Question

Let a, b, c and d be positive real numbers such that a + b + c + d = 11. If the maximum value of \(a^5b ^3c ^2d\) is \(3750\;\beta\), then the value of \(\beta\) is

• A. 110
• B. 90
• C. 55
• D. 108

Answer 1

The Correct Option is B

To maximize the given expression, we use the Arithmetic Mean (A.M.) and Geometric Mean (G.M.) inequality:

A.M. ≥ G.M.

Let us assume the terms as:

\[ \frac{a}{5}, \frac{a}{5}, \frac{a}{5}, \frac{a}{5}, \frac{a}{5}, \frac{b}{3}, \frac{b}{3}, \frac{b}{3}, \frac{c}{2}, \frac{c}{2}, d \]

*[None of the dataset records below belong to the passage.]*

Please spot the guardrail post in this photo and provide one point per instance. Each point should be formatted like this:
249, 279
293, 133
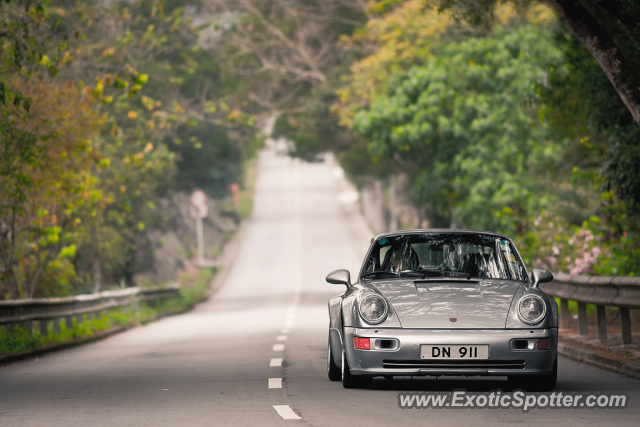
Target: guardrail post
602, 322
43, 328
625, 325
564, 313
582, 318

Now applying A.M. ≥ G.M., we get:

\[ \frac{\frac{a}{5} + \frac{a}{5} + \frac{a}{5} + \frac{a}{5} + \frac{a}{5} + \frac{b}{3} + \frac{b}{3} + \frac{b}{3} + \frac{c}{2} + \frac{c}{2} + d}{11} \geq \sqrt[11]{a^5b^3c^2d} \]

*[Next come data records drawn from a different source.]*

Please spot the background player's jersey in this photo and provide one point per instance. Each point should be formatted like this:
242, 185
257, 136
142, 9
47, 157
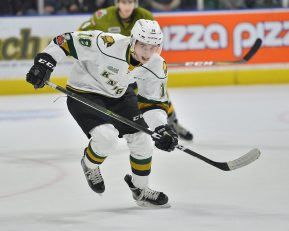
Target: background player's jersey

Given \(a + b + c + d = 11\), the left-hand side simplifies to:

\[ \frac{11}{11} \geq \sqrt[11]{a^5b^3c^2d} \]

Therefore:

\[ a^5b^3c^2d \leq 5^5 \cdot 3^3 \cdot 2^2 \cdot 1 \]

Calculating the maximum value:

\[ a^5b^3c^2d \leq 5^5 \cdot 3^3 \cdot 2^2 = 337500 \]

We can express this as:

\[ 337500 = 90 \cdot 3750 \quad \text{where} \, \beta = 90 \]

Explanation

To achieve the maximum value, the numbers must be distributed in the ratios consistent with their powers in \(a^5b^3c^2d\), ensuring the product is maximized. Using A.M. ≥ G.M. is crucial in such optimization problems.